Estimulantes sexuais são usados como nova moeda de troca nos presídios paulistas. A afirmação é do Sindespe (Sindicato dos Agentes de Escolta e Vigilância Penitenciária do Estado de São Paulo). Apesar de ser proibido a entrada dos medicamentos, alguns visitantes tentam burlar a segurança. Quem for flagrado é conduzido à Polícia Civil e passa a ter o nome temporariamente no “rol” de visitantes das unidades prisionais, segundo determinação da SAP (Secretaria de Estado de Administração Penitenciária),e o preso que receberia a “encomenda” responde processo disciplinar.

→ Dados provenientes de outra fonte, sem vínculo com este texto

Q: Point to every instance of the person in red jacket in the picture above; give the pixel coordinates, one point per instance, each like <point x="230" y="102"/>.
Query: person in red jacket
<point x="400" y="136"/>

O presidente do Sindespe, Antonio Pereira Ramos, disse que os estimulantes são usadas como moeda de uso (ou troca), como acontece normalmente já que são utilizados entre os detentos. “Passa a fazer parte de uma espécie de comércio que acaba sendo realizado entre eles. Como são barrados nas visitas. Os medicamentos passam a ter um valor alto na negociação entre eles”, comentou Ramos.

No dia 8 de setembro, uma mulher de 32 anos foi flagrada com 67 comprimidos similares a estimulante sexual em sua roupa íntima após passar por revista para entrar na Penitenciária Masculina. Os agentes penitenciários faziam revista com a utilização de escâner corporal, quando perceberam que ela tinha uma anormalidade na região torácica. Questionada sobre os comprimidos, a mulher informou que pegou as roupas emprestadas de uma desconhecida na entrada da unidade prisional, mas não sabia que os comprimidos estariam escondidos na roupa. Sendo assim, a mulher negou que iria entregá-los ao companheiro que cumpre pena no presídio.

O presidente do sindicato disse que 90% dos visitantes são mulheres e portanto são as mais procuradas, principalmente pelas facções criminosas para entrar nas unidades não somente com os estimulantes, como também outros ilícitos. “A utilização do escâner corporal nas unidades ajudou na localização de produtos ou objetos ilícitos”, completou Ramos.

No caso dos visitantes que foram surpreendidos com entorpecentes, eles serão autuados em flagrante por tráfico de drogas e serão presos, conforme caso registrado em2 de setembro, quando uma vendedora de 41 anos que escondia 100 gramas de maconha e cocaína nas partes íntimas.